With $n=10$ individuals from the population in each estimate of $\bar{X}$, the values for $\bar{X}$ are kind of all over the place. You probably ended up with values as low as in the \$40,000s, and as high as in the \$70,000s or \$80,000s.

But, we can fix this! Recall that we saw in lecture that the variance in the sample mean decreases as $n$ increases. So let's try using $n=100$. Re-run your `for` loop using $M=20$ again, but this time change $n=100$ by modifying the `size` argument in your `sample` function. Some starter code is provided for your convenience.

In [None]:
M = 20               # set number of Xbar samples to take
n = 100              # set the sample size for each Xbar
samples_M = rep(0,M) # create a placeholder vector of M zeros
for (i in 1:M) {
  samples_M[i] = 0   # <-- TODO: fill this in!
}
print(samples_M)

That ought to look a little better. The values should all be a bit closer to the known mean of (spoilers!) about \$61,000.

### Task 6:

We were originally out to examine the distribution of $\bar{X}$. We just got a sample of size $M=20$ from the distribution of $\bar{X}$, but that doesn't feel like enough. But to get a picture of the whole distribution, we want many more samples than just 20. Copy-paste your code from the previous task and then modify it to create a sample of size 1,000 from the distribution of $\bar{X}$. As in the last task, let's keep using $n=100$ samples for each value of $\bar{X}$ that we calculate.

Be sure you aren't accidentally printing them all to the screen still! _Do_, however, calculate the mean of your sample of $\bar{X}$ values and print it to the screen.
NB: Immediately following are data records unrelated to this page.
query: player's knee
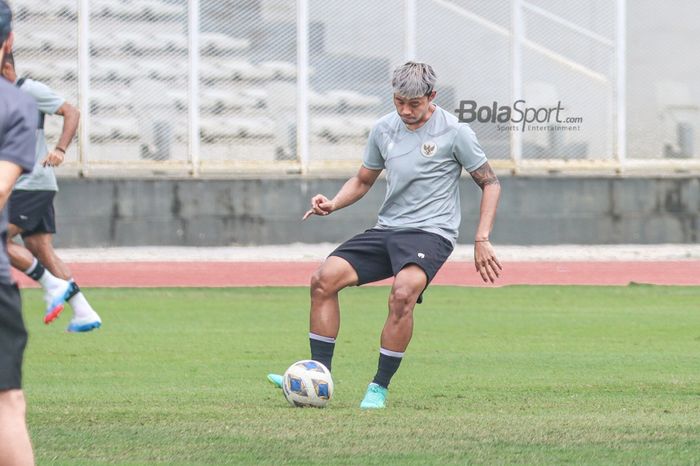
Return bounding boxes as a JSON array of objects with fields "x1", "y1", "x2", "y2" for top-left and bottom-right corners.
[
  {"x1": 389, "y1": 286, "x2": 417, "y2": 318},
  {"x1": 310, "y1": 269, "x2": 337, "y2": 298}
]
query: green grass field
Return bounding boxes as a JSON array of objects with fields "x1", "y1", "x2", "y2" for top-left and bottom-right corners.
[{"x1": 24, "y1": 286, "x2": 700, "y2": 465}]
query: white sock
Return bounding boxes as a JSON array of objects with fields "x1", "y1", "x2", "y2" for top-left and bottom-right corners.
[{"x1": 68, "y1": 291, "x2": 99, "y2": 319}]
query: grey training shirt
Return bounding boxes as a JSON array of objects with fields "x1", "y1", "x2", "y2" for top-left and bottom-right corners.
[
  {"x1": 0, "y1": 79, "x2": 38, "y2": 285},
  {"x1": 363, "y1": 106, "x2": 486, "y2": 245},
  {"x1": 15, "y1": 79, "x2": 66, "y2": 191}
]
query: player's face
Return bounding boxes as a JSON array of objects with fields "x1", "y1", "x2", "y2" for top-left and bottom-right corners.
[
  {"x1": 0, "y1": 33, "x2": 15, "y2": 74},
  {"x1": 394, "y1": 91, "x2": 435, "y2": 125}
]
Comment on the agreement between this mean and the mean of the actual population. (You may want to actually calculate the mean of the whole population using R's `mean()` function.)

### Task 7:

Create a probability density histogram of the values in `samples_M` from Task 6. Be sure to label your axes so renegade physics professors don't shank you. Comment on whether the distribution appears to be roughly normal or not.

### Task 8:

If your histogram in the previous task is correct, and you use the default histogram bins, then the y axis should have tick marks that are something like $10^{-5}$. That's a **tiny** probability! Why are those heights so small?

### Task 9:

The Central Limit Theorem tells us that increases which quantity, $M$ or $n$, will make this distribution for $\bar{X}$ more normal?

### Task 10:

Create a new histogram of 1000 samples for $\bar{X}$, but this time use $n=5$ individuals from the population for each sample of $\bar{X}$ by changing the `size` argument in your `sample` function. You should be able to modify your code from Tasks 6 and 7 to do this. Comment on whether the distribution of $\bar{X}$ that you obtain appears to be normal or not. How does the Central Limit Theorem explain this result?